Under California Labor Code §3550, every California employer must post in a conspicuous location a notice of workers' compensation rights — including the right to file a claim, the right to medical care, and the right to be free from discrimination for filing. A Crenshaw employer that did not post the §3550 notice has a weaker defense to a §132a petition: the worker's claim of being deterred from filing is supported by the missing notice. California Labor Code §3551 adds the obligation to provide written notice of workers' compensation rights to new employees at the time of hire. These California Labor Code §3550 and California Labor Code §3551 notice requirements form the documentary backbone of a Crenshaw §132a retaliation claim — Yazdchi Law subpoenas the workplace posting record and the new-hire orientation file as part of every §132a case.
Related on yazdchilaw.com: California §132a workers' comp retaliation pillar · Carthay workers' comp retaliation · Reseda workers' comp retaliation · Crenshaw workers' comp lawyer · California Labor Code §132a (workers' comp retaliation).
Injured at work? Call (661) 273-1780
Tap to call →Crenshaw retaliation petitions are heard at the Los Angeles WCAB; the firm appears there regularly on Crenshaw Boulevard small-business and Metro K Line files.
An injured Crenshaw worker filing a §132a Petition for Discrimination deals with the Los Angeles district WCAB at 320 W 4th Street, the employer's defense counsel, the Cal/OSHA whistleblower-protection program if the discriminatory act followed a safety complaint, and the California Department of Industrial Relations Division of Labor Standards Enforcement for wage-and-hour cross-claims. Crenshaw is a historically Black South LA commercial spine running along Crenshaw Boulevard — small-business retail, restaurant, and Metro K Line operations are the dominant occupational verticals.
Crenshaw §132a Petitions for Discrimination are filed and heard at the Los Angeles WCAB at 320 W 4th Street. Yazdchi Law appears at the Los Angeles WCAB on §132a petitions for Crenshaw workers regularly — and litigates the burden-shifting causation analysis on the trial record.

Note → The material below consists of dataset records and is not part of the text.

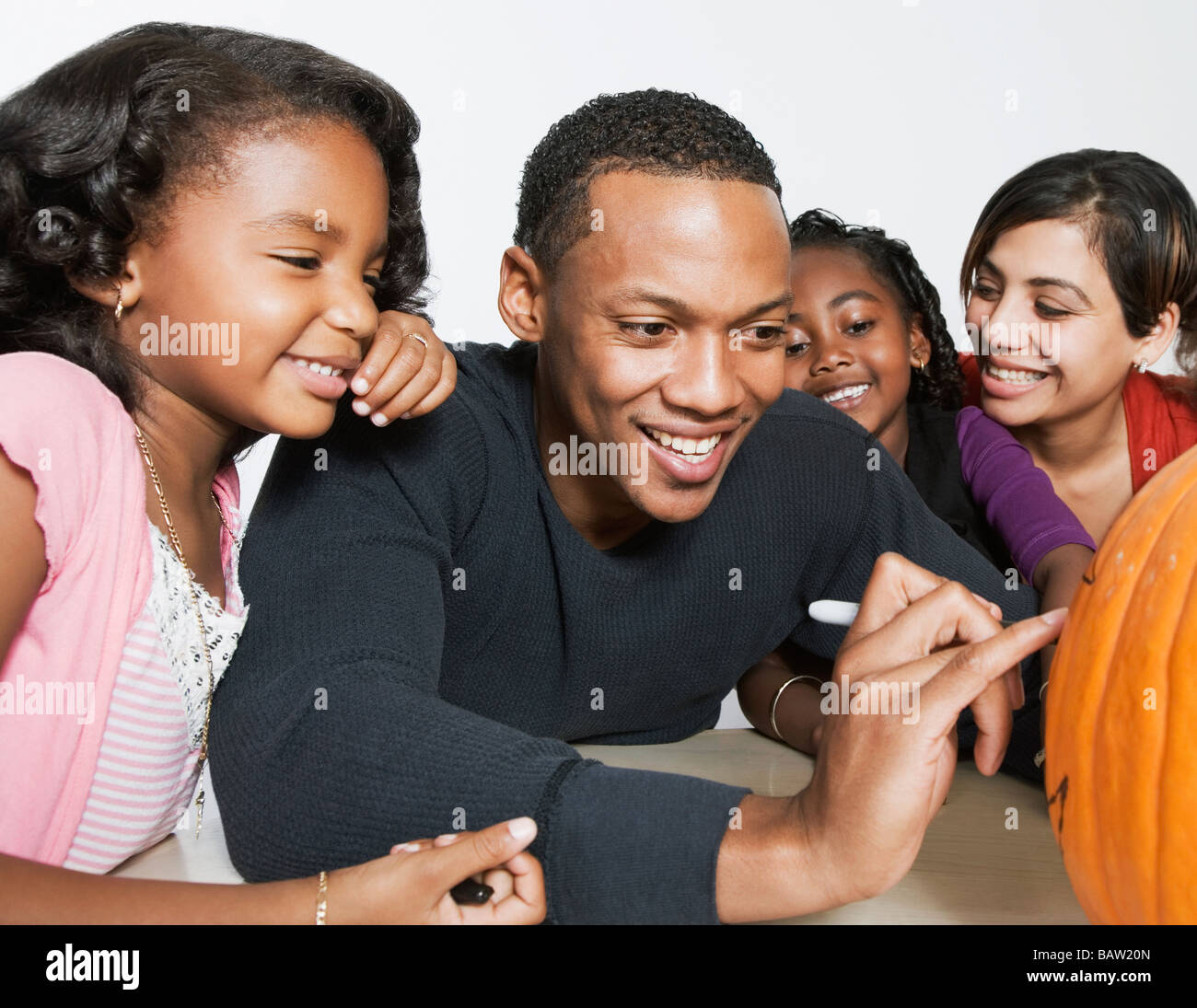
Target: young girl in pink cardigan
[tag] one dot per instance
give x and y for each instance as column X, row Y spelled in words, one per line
column 202, row 227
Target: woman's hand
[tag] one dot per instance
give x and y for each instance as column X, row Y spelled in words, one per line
column 411, row 885
column 406, row 373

The Crenshaw §132a caseload follows the city's industry verticals: Crenshaw Boulevard small-business retail and restaurant workers, Baldwin Hills Crenshaw Plaza retail and food-service workers, Metro K Line construction and operations staff, and the South LA clinical commuter workforce. Restaurant, retail, warehouse, and clinical-staff verticals produce the most §132a petitions — the workers in these verticals are most often terminated shortly after filing a workers' compensation claim, and the temporal proximity supports the causation element.
One year from the date of the discriminatory act under California Labor Code §132a. The clock runs from the date of the firing, demotion, or other adverse action — not the date the workers' compensation claim was filed. Missing the one-year California Labor Code §132a clock ends the discrimination case forever — even if the underlying workers' compensation claim is still open. Yazdchi Law calendars the §132a clock the day the discriminatory act is reported.
For a serious work injury in Crenshaw, call 911. Kaiser Permanente West Los Angeles on Cadillac Avenue is the closest acute-care emergency department. Cal/OSHA reporting rules require the employer to notify Cal/OSHA within 8 hours of any work-related death, serious hospitalization, amputation, or loss of an eye.
Last reviewed by Eman Yazdchi, Esq., June 2026.